Answer:If a patient has high blood pressure, diabetes or even epilepsy, there are specific tests that a doctor can perform to confirm the diagnosis. With the vast majority of psychiatric disorders there are no specific tests available, and it is the clinical judgment of the doctor that makes the diagnosis. There are no definite boundaries between one type of psychiatric disorder and another, and so a group of patients with one type of disorder gradually merge into a group that are classified with another disorder. It is rather like the varying colours in a rainbow, with one colour gradually merging into the next, without any definite border, but the individual colours can still be seen. The same applies with schizophrenia and bipolar affective disorders—one tends to merge into the other.

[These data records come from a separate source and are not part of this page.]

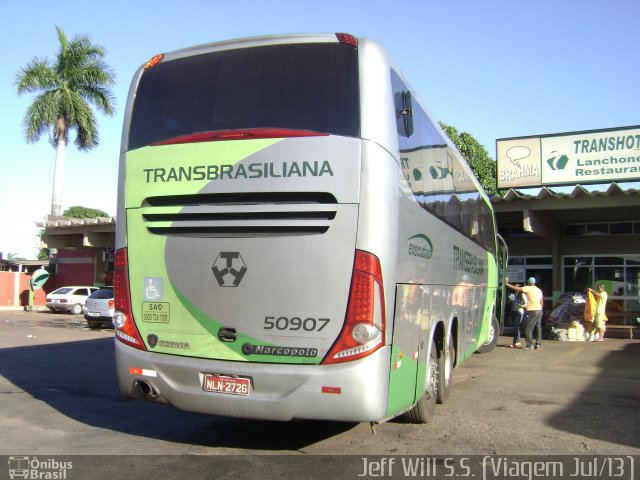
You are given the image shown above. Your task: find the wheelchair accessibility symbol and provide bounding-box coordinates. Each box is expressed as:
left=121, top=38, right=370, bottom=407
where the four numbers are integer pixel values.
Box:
left=144, top=277, right=162, bottom=302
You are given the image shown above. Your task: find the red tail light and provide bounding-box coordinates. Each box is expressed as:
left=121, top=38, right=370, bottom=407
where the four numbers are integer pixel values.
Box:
left=322, top=250, right=386, bottom=364
left=336, top=33, right=358, bottom=48
left=113, top=248, right=147, bottom=350
left=144, top=53, right=164, bottom=70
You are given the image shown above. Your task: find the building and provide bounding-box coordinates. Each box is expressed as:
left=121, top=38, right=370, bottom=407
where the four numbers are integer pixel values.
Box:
left=492, top=127, right=640, bottom=332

Patients with bipolar affective disorders tend to have moods that swing rapidly from being over-happy (euphoric) to very sad (depressed). They tend to be rather eccentric in their behaviour (like schizophrenics), but their mood swings tend to be faster than those who have another psychiatric condition called cyclothymia. The treatment of these conditions also follows a spectrum of activity, and the diagnosis is merely a guide to the types of treatments that may be tried. The change in your husband' s diagnosis may well reflect the fact that he is responding better to medications that help bipolar affective disorders than those that help schizophrenia.